A major recreational and environmental project that celebrates the great outdoors beauty of the local riverbank has been officially launched at Manilla.
The Manilla Riverwalk was unveiled with a special opening ceremony on Wednesday August 13 with a starring cast of community collaborators.
Tamworth MP Peter Draper said the riverwalk was a great example of how partnerships worked and Manilla was a better place to live because of those project partnerships.
The riverwalk project was begun about seven years ago and has involved hundreds of schoolkids, community volunteers, and government agencies, under the umbrella of Tamworth Regional Council planning.
Tamworth mayor James Treloar, MP Draper, the Namoi Catchment Authority, the Department of Corrective Services, local volunteers and supporters from the Manilla Matters and Manilla Community Economic Development committee, and schoolkids from St Michael's and Manilla Public School were all involved in the opening launch.
It also included a barbecue lunch and a stroll along the riverbank so everyone could see just what's been achieved when the Manilla community gets its hands dirty.
There are about 800 new trees, new picnic tables, chairs, bench seats and a freshly-laid gravelled pathway that takes walkers, cyclists and even horse riders along a one kilometre river route down the back of the Manilla showground.

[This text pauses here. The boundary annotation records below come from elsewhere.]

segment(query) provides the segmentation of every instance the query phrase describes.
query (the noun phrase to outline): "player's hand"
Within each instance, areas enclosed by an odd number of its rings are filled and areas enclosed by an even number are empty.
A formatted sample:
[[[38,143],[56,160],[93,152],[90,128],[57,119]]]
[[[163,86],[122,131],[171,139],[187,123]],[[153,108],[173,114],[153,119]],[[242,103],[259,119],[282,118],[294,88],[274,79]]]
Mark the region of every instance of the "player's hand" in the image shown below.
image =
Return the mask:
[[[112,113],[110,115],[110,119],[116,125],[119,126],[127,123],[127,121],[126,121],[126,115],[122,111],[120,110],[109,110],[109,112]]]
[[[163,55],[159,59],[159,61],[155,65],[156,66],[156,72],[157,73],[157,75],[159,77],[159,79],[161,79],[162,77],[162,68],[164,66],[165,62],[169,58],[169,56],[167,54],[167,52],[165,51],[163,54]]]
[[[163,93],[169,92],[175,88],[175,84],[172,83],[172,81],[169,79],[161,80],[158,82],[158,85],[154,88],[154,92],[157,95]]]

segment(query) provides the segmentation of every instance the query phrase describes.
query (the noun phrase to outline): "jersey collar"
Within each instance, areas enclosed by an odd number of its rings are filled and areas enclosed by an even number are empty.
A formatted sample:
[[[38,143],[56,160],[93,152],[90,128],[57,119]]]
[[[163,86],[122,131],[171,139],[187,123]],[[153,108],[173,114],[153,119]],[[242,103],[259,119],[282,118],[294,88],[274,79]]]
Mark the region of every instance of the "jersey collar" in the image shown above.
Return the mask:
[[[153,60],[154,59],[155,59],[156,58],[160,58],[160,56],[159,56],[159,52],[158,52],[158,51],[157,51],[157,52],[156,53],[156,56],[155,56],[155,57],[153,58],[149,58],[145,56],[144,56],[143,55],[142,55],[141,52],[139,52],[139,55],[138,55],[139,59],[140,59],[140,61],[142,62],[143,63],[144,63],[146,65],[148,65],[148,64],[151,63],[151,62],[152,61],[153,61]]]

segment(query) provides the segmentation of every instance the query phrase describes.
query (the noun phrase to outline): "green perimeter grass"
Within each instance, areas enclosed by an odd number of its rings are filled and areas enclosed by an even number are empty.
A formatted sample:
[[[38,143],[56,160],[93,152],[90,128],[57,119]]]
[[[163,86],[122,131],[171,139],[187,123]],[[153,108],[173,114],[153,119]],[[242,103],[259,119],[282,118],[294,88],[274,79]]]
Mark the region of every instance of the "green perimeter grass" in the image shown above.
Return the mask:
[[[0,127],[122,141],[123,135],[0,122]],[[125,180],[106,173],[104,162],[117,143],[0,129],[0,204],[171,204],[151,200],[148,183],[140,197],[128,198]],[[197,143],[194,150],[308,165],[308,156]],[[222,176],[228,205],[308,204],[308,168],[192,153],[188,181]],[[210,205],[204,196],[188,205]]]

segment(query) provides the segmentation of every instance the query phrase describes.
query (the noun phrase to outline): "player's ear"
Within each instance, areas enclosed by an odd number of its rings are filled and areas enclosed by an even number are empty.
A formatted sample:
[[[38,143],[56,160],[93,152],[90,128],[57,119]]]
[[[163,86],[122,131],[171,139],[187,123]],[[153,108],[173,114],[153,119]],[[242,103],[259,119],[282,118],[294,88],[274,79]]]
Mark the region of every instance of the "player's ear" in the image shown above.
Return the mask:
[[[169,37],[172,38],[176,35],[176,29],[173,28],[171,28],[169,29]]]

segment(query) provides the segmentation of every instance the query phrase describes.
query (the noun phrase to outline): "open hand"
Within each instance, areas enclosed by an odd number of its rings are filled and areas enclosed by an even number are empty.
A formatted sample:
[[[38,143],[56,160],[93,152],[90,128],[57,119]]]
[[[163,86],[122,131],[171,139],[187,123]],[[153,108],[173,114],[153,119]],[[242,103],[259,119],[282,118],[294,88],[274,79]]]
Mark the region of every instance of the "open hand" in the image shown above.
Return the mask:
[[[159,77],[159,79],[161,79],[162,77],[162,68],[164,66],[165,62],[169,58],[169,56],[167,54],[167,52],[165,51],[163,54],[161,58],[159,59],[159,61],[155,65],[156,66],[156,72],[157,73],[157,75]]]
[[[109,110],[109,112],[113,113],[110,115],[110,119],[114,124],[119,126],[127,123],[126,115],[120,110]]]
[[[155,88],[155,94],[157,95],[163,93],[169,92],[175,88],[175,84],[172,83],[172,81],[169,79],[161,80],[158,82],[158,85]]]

The riverwalk project was a key plank in the priorities plan put together by the local group two years ago under the TRC small towns community economic development (CED) program.
According to Manilla-Barraba main street coordinator Robyn Fletcher, it's a great example of a collaborative project that really has seen many hands making light work of some hard physical yakka."

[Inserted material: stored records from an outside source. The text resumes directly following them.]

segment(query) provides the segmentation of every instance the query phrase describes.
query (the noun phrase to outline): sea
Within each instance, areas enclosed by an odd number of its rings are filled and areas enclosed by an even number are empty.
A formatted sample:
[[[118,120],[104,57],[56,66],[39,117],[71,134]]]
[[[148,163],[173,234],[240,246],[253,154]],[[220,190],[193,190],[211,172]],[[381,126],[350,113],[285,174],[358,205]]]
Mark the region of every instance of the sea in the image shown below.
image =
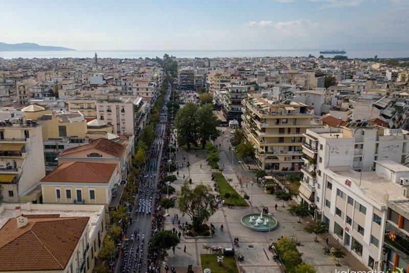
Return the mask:
[[[406,50],[348,50],[343,54],[349,58],[399,58],[409,57]],[[77,50],[61,51],[3,51],[0,58],[93,58],[97,52],[99,58],[138,58],[162,57],[165,53],[178,58],[301,57],[310,54],[316,57],[321,55],[317,49],[294,50]],[[332,57],[336,54],[323,54]]]

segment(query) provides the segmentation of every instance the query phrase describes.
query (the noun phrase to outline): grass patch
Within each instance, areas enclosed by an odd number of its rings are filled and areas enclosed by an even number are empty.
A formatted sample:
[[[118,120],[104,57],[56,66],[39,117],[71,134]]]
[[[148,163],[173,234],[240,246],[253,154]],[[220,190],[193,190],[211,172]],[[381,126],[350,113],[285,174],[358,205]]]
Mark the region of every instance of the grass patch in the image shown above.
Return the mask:
[[[224,256],[221,265],[217,263],[216,254],[200,254],[202,270],[210,268],[212,273],[238,273],[234,256]]]
[[[222,200],[224,200],[225,204],[232,204],[234,206],[248,206],[246,200],[234,190],[234,188],[230,185],[229,182],[224,178],[221,173],[214,173],[214,178],[217,187],[219,188],[219,193]],[[229,193],[230,196],[226,198],[225,195],[226,193]]]

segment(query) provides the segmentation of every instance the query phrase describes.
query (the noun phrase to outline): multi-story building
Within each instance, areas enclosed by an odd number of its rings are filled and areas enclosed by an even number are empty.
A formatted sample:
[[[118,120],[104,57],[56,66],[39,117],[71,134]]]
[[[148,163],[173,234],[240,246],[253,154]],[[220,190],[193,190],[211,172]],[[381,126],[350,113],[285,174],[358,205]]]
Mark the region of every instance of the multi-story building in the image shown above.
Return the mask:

Ms Fletcher said the joint project had a wide collection of partners and the end result was that a popular part of the town's outdoor landscape had been spruced up and was attracting so many locals now that it almost needed traffic lights.
The $16,000 beautification project has involved funding and physical support from about 70 school students from St Michael's Catholic School and Manilla Public School, Corrective Services inmates, Manilla residents, TRC parks staff, the Namoi Catchment Management Authority and the Foundation for Rural and Regional Renewal.

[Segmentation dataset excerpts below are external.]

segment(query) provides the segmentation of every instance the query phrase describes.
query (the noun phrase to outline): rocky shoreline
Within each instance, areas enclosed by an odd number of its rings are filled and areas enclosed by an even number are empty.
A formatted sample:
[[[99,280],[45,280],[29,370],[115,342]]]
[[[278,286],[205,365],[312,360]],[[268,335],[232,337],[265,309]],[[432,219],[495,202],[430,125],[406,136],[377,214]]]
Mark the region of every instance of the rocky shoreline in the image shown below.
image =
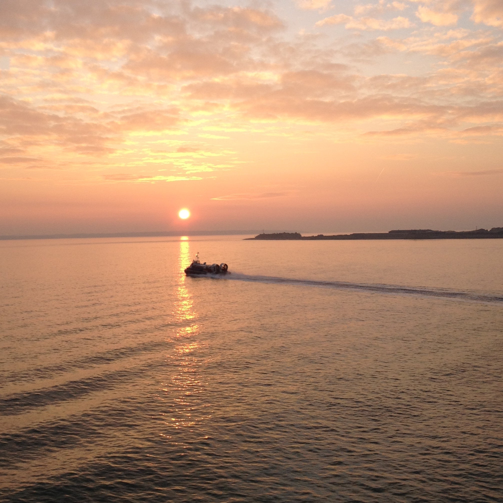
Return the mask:
[[[494,227],[475,230],[432,230],[431,229],[410,229],[390,230],[388,232],[360,232],[354,234],[336,234],[325,236],[303,236],[299,232],[275,232],[259,234],[248,239],[258,240],[318,240],[318,239],[480,239],[503,238],[503,227]]]

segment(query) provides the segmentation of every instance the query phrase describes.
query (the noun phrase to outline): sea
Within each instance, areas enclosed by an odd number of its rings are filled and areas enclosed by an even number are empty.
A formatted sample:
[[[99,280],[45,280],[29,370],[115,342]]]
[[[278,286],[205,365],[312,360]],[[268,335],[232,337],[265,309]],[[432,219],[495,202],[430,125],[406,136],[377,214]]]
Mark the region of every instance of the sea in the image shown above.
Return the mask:
[[[503,501],[503,239],[245,237],[0,242],[0,500]]]

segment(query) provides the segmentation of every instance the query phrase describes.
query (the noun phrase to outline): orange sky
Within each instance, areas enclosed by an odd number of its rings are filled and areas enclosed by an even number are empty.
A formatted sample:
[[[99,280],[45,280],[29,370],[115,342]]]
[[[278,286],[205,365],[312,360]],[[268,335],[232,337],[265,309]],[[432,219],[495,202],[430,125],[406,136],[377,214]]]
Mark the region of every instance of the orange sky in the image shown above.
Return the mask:
[[[0,234],[503,225],[501,0],[218,2],[0,2]]]

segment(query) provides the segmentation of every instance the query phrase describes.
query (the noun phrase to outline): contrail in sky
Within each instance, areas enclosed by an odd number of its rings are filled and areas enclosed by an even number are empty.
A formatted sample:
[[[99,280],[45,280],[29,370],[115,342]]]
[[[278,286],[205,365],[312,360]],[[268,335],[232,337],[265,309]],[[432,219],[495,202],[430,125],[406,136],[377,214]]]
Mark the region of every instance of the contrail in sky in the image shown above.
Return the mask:
[[[385,169],[386,169],[386,166],[384,166],[384,167],[383,167],[383,169],[382,169],[382,170],[381,170],[381,173],[379,174],[379,177],[380,177],[380,176],[381,176],[381,175],[382,175],[382,172],[383,172],[383,171],[384,171],[384,170],[385,170]],[[374,183],[376,183],[376,183],[377,183],[377,181],[378,181],[378,180],[379,180],[379,177],[377,177],[377,178],[376,179],[376,181],[375,181],[375,182],[374,182]]]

Manilla Matters Committee Chairman Ivan Turnbull said the project was a "mammoth effort" and the committee's biggest to date but it would have been impossible without funding from the project partners.
The riverwalk starts from near Market St and ends behind the showground about one kilometre later and takes in the junction of the Namoi and Manilla river systems. It has long been a town favorite as a piece of paradise close to the main street. It also attracts its fair share of fishermen.
Namoi CMA education officer Col Easton said the Namoi CMA had strict guidelines for maintaining and improving water quality and landscape in the community and the Manilla Riverwalk project "had helped achieve some of these targets".
He said the CMA hoped more people would get to appreciate the Riverwalk and that more work or projects would follow to improve the area even more in the future.
Also there for the launch was local nurseryman Colin Gyorgy.
Mr Gyorgy was instrumental in the selection of native plant species that now grace the riverbanks. He based his selections on a scientific basis, opting for trees that would be beneficial to the area and were local species.
Two of the species in particular, Callistemons and Melaleucas, performed this task effectively because during flooding they 'lie over' and can bounce back rather than be ripped from their roots.
Among the species are calistemon, melaleucas, river she oak, coovea Wattle. hickory wattle, river red gum, yellowbox and Blakleys red gum.
Mayor James Treloar told the launch that he could remember the riverbank from his days as a boy rider at Pony Club meetings at the showground, which backs onto the riverwalk area.
In those days, he said, you could hardly even glimpse the river through the jungle of bush and introduced species that clogged the river.
Mr Treloar said anyone who could remember its condition before the first works began in 2001 as a Centenary of Federation project could appreciate the importance and magnitude of what had been achieved.
He paid special tribute to the work of the 70 kids involved from the two local schools, they had put in an enormous effort in helping to plant nearly 800 native trees and much to their delight he told them that he regarded the trees as theirs - and they should make sure that everybody looked after them.